Gedankendimensionen 01 - Die Gedankenleser - The Thought Readers by Zales Dima & Dima

Gedankendimensionen 01 - Die Gedankenleser - The Thought Readers by Zales Dima & Dima

Autor:Zales, Dima & Dima [Zales, Dima]
Die sprache: deu
Format: epub
veröffentlicht: 2016-01-16T16:00:00+00:00


14. Kapitel

Es ist erstaunlich, was Schlaf für die Psyche tut. Als ich am nächsten Morgen mein Müsli esse, sehe ich die Ereignisse und Enthüllungen des vorherigen Tages in einem ganz anderen Licht. Sogar meine Adoption scheint etwas zu sein, mit dem ich umgehen kann.

Ich versuche, mich in meine Mutter hineinzuversetzen. Nehmen wir mal an, mein Freund Bert würde mir ein eigenartiges Geheimnis erzählen. Und dann, sagen wir, bittet er mich, niemandem davon zu erzählen und stirbt. Das würde ja quasi als letzter Wille zählen. Und als letzter Wille wäre es zweifellos schwer, das Geheimnis unter diesen Umständen zu verraten. Könnte das auch ein Grund für die Verschwiegenheit meiner Mütter sein?

So ausgeruht erkenne ich auch einen weiteren Aspekt meiner neuen Situation: Vielleicht habe ich Verwandte, die ich noch nie getroffen habe.
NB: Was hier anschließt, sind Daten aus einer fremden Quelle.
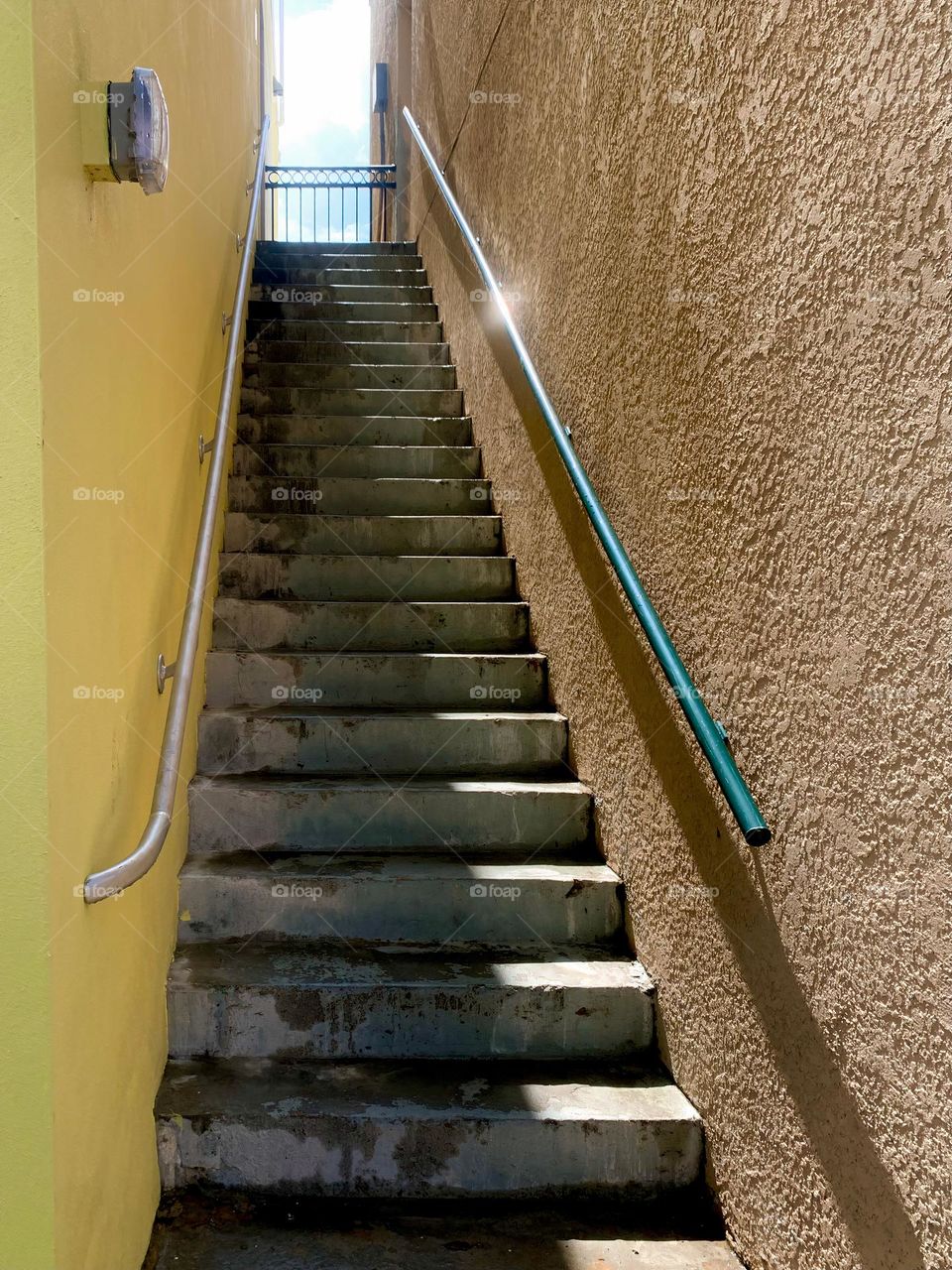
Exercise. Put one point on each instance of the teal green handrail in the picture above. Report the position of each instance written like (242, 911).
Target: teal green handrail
(711, 735)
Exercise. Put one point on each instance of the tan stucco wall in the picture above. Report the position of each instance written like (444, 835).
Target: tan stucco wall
(721, 230)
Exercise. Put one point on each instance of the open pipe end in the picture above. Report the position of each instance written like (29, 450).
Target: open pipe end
(758, 837)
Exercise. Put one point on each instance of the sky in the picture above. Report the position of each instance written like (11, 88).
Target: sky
(326, 81)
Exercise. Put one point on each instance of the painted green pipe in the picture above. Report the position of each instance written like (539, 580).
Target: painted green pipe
(710, 735)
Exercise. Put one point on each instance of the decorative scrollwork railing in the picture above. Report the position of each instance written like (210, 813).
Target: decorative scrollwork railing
(315, 204)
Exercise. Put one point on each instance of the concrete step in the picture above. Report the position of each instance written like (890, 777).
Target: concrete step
(284, 1001)
(311, 742)
(367, 352)
(425, 1130)
(294, 255)
(341, 310)
(356, 375)
(353, 430)
(349, 293)
(371, 681)
(316, 461)
(397, 626)
(365, 535)
(208, 1233)
(338, 276)
(350, 330)
(271, 575)
(249, 815)
(405, 899)
(354, 495)
(271, 248)
(391, 402)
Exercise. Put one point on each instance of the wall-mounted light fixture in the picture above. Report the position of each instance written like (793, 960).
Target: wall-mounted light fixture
(125, 130)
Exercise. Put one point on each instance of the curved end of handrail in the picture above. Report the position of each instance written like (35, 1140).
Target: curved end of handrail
(111, 881)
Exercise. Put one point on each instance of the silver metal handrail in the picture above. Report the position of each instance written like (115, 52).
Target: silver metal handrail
(111, 881)
(710, 735)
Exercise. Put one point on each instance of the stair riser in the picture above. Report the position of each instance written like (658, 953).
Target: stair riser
(298, 375)
(232, 744)
(347, 331)
(365, 535)
(348, 576)
(390, 402)
(365, 683)
(352, 293)
(263, 352)
(440, 462)
(368, 627)
(353, 431)
(341, 310)
(420, 1023)
(308, 276)
(435, 1159)
(386, 910)
(343, 495)
(345, 254)
(226, 817)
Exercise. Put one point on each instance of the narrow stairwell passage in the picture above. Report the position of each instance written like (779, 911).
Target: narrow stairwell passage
(402, 970)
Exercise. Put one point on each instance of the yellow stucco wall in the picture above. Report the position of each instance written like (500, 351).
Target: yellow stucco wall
(26, 1057)
(123, 296)
(722, 231)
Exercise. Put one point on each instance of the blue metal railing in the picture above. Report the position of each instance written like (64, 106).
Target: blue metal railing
(710, 735)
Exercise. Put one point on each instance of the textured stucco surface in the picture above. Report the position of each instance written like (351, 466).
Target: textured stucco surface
(722, 234)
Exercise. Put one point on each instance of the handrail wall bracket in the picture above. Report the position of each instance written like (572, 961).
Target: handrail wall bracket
(111, 881)
(710, 735)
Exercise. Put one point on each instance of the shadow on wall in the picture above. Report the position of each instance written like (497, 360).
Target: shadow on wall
(860, 1184)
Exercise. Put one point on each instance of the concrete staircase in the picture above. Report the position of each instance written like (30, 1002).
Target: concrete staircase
(402, 969)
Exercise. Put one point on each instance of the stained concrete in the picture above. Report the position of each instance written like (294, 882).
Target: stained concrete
(238, 1232)
(307, 626)
(425, 1129)
(400, 901)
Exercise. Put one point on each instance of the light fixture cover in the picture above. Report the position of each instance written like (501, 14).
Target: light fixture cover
(139, 131)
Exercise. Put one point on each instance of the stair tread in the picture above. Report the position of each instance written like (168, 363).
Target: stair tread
(365, 867)
(322, 445)
(422, 784)
(263, 1089)
(239, 1236)
(389, 656)
(341, 714)
(302, 966)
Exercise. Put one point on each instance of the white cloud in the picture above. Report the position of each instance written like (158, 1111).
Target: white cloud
(326, 82)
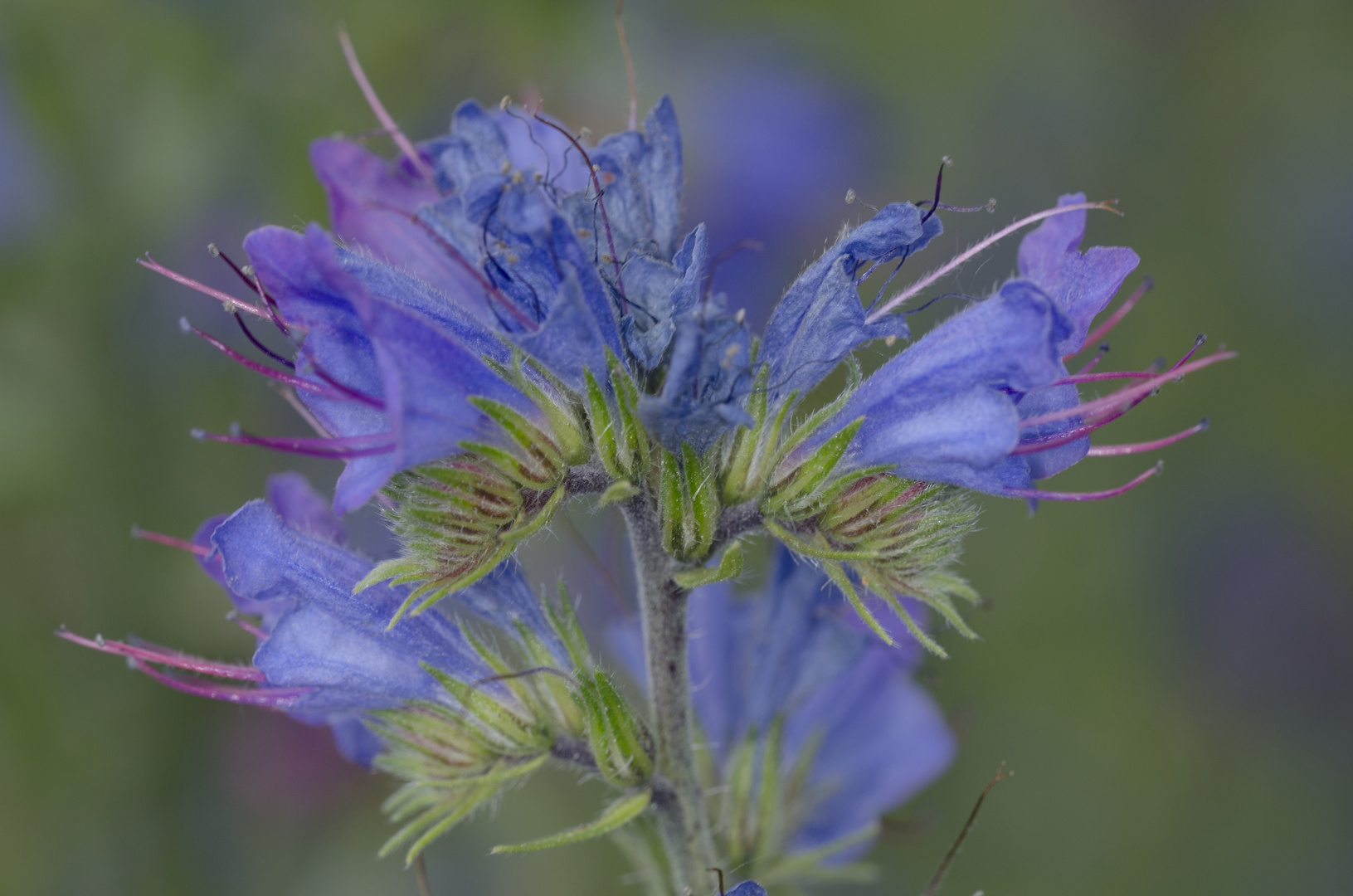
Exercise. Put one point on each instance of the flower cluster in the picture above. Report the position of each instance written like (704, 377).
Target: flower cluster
(508, 317)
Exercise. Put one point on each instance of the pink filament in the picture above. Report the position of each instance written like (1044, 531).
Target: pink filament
(1038, 494)
(289, 379)
(382, 115)
(201, 550)
(1136, 448)
(272, 697)
(165, 657)
(337, 448)
(150, 264)
(964, 256)
(1103, 329)
(1126, 396)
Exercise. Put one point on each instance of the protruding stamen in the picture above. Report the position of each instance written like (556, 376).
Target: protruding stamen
(272, 697)
(976, 249)
(601, 206)
(1136, 448)
(939, 179)
(263, 348)
(1102, 330)
(1126, 396)
(334, 448)
(251, 279)
(1198, 344)
(168, 540)
(229, 300)
(382, 115)
(164, 657)
(479, 275)
(1038, 494)
(289, 379)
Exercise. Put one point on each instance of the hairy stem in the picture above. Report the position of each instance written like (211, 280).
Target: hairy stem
(664, 612)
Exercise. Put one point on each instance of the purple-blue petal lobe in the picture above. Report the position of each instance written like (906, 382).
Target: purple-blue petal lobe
(1081, 285)
(943, 411)
(820, 319)
(330, 639)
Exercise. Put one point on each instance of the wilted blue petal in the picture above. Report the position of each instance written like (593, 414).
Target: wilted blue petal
(708, 377)
(820, 319)
(640, 176)
(1080, 285)
(659, 294)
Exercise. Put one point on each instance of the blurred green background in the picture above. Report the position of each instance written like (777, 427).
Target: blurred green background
(1170, 674)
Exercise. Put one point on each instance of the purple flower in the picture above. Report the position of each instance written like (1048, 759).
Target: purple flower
(326, 655)
(793, 665)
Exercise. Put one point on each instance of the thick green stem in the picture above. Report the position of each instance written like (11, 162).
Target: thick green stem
(664, 613)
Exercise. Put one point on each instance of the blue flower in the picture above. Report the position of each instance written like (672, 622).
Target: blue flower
(795, 660)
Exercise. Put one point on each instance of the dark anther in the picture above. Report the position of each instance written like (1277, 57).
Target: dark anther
(939, 180)
(261, 347)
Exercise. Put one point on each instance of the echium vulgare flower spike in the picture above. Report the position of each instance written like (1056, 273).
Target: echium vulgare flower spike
(422, 700)
(812, 727)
Großmütter und Großväter, von denen ich nichts wusste. Vielleicht Onkel, Tanten, Cousins und Cousinen. Alle diese neuen Familienmitglieder sind wahrscheinlich dort draußen in der geheimnisvollen Lesergemeinschaft. Es ist wirklich ärgerlich, dass Eugene und Mira nicht dazugehören. Täten sie das, könnte ich über sie weitere Leser kennenlernen. Vielleicht sogar entfernte Verwandte treffen und etwas über meine Herkunft erfahren.

Jetzt, da ich nicht mehr so angespannt bin, denke ich über meine aufregenden neuen Fähigkeiten nach. Ich meine, denken Sie doch mal an die ganzen Möglichkeiten. Es erinnert mich an die Mittelschule, als ich begann die Stille zu nutzen. Ich hatte eine Menge Spaß dabei, mich unbeobachtet in die Mädchenumkleidekabine zu schleichen, das Tagebuch meiner ersten Freundin zu lesen oder ältere Damen auszuspionieren... Wenn ich darüber nachdenke fällt mir auf, dass die frühe Nutzung der Stille ein gewisses Muster aufweist.
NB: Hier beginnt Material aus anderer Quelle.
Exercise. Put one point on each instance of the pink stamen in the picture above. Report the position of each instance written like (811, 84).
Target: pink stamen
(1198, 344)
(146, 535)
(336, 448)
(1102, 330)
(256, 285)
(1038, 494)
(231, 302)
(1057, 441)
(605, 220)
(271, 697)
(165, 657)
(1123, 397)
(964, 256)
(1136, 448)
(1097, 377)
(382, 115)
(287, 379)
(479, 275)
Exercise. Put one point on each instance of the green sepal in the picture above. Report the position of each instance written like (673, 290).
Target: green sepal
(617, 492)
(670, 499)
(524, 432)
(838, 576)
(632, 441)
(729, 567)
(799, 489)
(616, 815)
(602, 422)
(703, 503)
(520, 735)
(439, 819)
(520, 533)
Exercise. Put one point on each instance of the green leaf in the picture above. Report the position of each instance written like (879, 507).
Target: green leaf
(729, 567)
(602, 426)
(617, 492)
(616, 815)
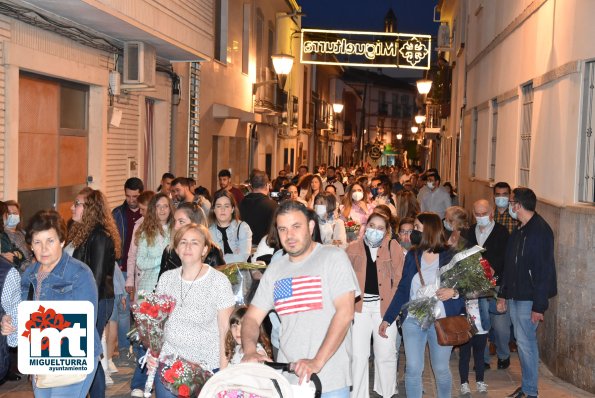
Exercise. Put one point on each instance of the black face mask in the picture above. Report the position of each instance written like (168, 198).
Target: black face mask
(415, 237)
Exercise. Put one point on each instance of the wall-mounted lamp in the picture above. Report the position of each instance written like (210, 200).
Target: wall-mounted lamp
(424, 86)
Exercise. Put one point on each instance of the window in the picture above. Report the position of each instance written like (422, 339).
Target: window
(473, 142)
(587, 168)
(246, 39)
(494, 132)
(221, 9)
(526, 117)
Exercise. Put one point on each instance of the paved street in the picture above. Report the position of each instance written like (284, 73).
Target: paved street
(501, 382)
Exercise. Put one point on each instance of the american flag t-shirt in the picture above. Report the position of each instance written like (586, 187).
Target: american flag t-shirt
(298, 294)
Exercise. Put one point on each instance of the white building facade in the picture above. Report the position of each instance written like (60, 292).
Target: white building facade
(522, 111)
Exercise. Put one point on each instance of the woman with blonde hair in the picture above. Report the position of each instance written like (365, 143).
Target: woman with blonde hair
(356, 205)
(314, 189)
(150, 238)
(94, 239)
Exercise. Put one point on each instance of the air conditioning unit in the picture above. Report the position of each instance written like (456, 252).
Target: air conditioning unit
(140, 60)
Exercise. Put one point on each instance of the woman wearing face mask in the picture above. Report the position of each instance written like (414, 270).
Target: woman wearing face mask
(332, 230)
(421, 269)
(378, 263)
(13, 245)
(313, 190)
(456, 225)
(356, 205)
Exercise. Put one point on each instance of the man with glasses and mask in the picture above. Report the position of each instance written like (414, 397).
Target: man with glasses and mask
(529, 281)
(501, 196)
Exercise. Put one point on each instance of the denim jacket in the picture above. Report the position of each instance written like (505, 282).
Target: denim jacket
(239, 237)
(70, 280)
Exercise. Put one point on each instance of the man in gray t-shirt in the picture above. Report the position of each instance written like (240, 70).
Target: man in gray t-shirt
(313, 290)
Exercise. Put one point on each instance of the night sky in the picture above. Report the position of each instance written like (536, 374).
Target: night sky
(413, 16)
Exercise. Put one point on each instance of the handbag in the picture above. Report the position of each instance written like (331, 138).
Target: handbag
(451, 330)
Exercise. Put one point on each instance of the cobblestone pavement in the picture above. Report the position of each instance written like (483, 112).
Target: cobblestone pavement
(500, 382)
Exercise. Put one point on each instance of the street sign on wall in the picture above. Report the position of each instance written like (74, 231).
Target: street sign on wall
(355, 48)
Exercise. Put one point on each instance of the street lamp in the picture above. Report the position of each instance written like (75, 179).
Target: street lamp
(282, 63)
(424, 86)
(419, 119)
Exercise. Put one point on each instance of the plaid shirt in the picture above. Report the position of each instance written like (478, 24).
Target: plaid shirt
(506, 220)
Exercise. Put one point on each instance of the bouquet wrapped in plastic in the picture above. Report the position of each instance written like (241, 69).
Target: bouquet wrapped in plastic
(184, 378)
(150, 314)
(467, 272)
(244, 280)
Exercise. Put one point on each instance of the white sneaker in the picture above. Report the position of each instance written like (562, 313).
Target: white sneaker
(111, 368)
(465, 388)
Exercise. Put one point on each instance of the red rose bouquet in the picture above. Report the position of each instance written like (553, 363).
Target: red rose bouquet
(184, 378)
(150, 314)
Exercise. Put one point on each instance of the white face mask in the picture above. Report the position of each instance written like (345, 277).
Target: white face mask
(357, 196)
(320, 211)
(501, 202)
(12, 220)
(483, 221)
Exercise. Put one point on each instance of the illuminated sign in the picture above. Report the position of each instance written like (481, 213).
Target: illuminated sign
(355, 48)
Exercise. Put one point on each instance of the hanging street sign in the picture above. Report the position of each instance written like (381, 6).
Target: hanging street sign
(355, 48)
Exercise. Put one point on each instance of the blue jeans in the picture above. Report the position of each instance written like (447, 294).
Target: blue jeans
(121, 314)
(415, 340)
(501, 325)
(525, 332)
(104, 312)
(340, 393)
(139, 378)
(75, 390)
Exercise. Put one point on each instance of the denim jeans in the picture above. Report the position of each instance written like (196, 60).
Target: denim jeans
(501, 326)
(340, 393)
(415, 340)
(104, 312)
(75, 390)
(525, 332)
(121, 314)
(139, 378)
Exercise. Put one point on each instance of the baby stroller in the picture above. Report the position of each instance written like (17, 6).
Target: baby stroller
(256, 380)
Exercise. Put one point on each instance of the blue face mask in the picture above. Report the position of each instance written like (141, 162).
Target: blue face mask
(512, 213)
(374, 237)
(501, 201)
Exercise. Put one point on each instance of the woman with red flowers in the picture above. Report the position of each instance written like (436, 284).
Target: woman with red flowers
(196, 328)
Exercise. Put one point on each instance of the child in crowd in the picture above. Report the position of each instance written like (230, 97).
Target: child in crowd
(233, 341)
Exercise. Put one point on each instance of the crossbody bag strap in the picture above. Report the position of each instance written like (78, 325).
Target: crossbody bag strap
(421, 278)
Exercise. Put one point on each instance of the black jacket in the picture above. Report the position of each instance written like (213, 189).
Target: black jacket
(257, 210)
(530, 269)
(495, 246)
(99, 254)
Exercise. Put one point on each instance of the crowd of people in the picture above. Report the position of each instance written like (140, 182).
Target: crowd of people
(344, 249)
Diese ganzen Dinge verblassen allerdings im Vergleich zu dem, was ich mit dem Lesen alles machen kann. Es ist fast besser, dass ich es erst jetzt herausgefunden habe. Jetzt bin ich reifer und kann mit der Verantwortung, die mit dieser Macht einhergeht besser umgehen.

Die Auswahl meines ersten Opfers ist einfach.

Ich beende das Frühstück und ziehe mich an. Ich schnappe mir eine Blu-ray, die ich schon vor Ewigkeiten hätte zurückgeben sollen und gehe in die dritte Etage meines Gebäudes.

Ich habe mich nur einige Male mit Jenny getroffen. Sie unterscheidet sich nicht wesentlich von meinen anderen Ex-Freundinnen, außer darin, dass sie mir sehr nahe ist. Sie lebt in meinem Haus, weshalb ich zuerst ihr einen Besuch abstatte. Was habe ich gerade noch über die nötige Reife zum Übernehmen einer solchen Verantwortung gesagt?

Ich bleibe vor ihrer Tür stehen und klingele.

Jenny öffnet. »Darren?«, fragt sie und schaut mich an. Ich überlege kurz zu verneinen, aber ich habe den Eindruck, dass sie nicht in der Stimmung für Scherze ist.

»Ich habe den Film gefunden, den ich mir mal von dir geliehen habe«, antworte ich stattdessen. »Ich wollte ihn dir zurückgeben.«

»Oh, dankeschön. Ich bin einfach überrascht, dich zu sehen.« Sie sieht nicht einfach nur überrascht aus — sondern eher verärgert. Oder zumindest ein wenig genervt. Ich verliere keine Zeit und begebe mich in die Stille.

Das leichte Summen im Hausflur wird mir erst jetzt bewusst, weil es auf einmal verschwunden ist. Es ist interessant, wie wir beständige Geräusche wie dieses einfach ausblenden.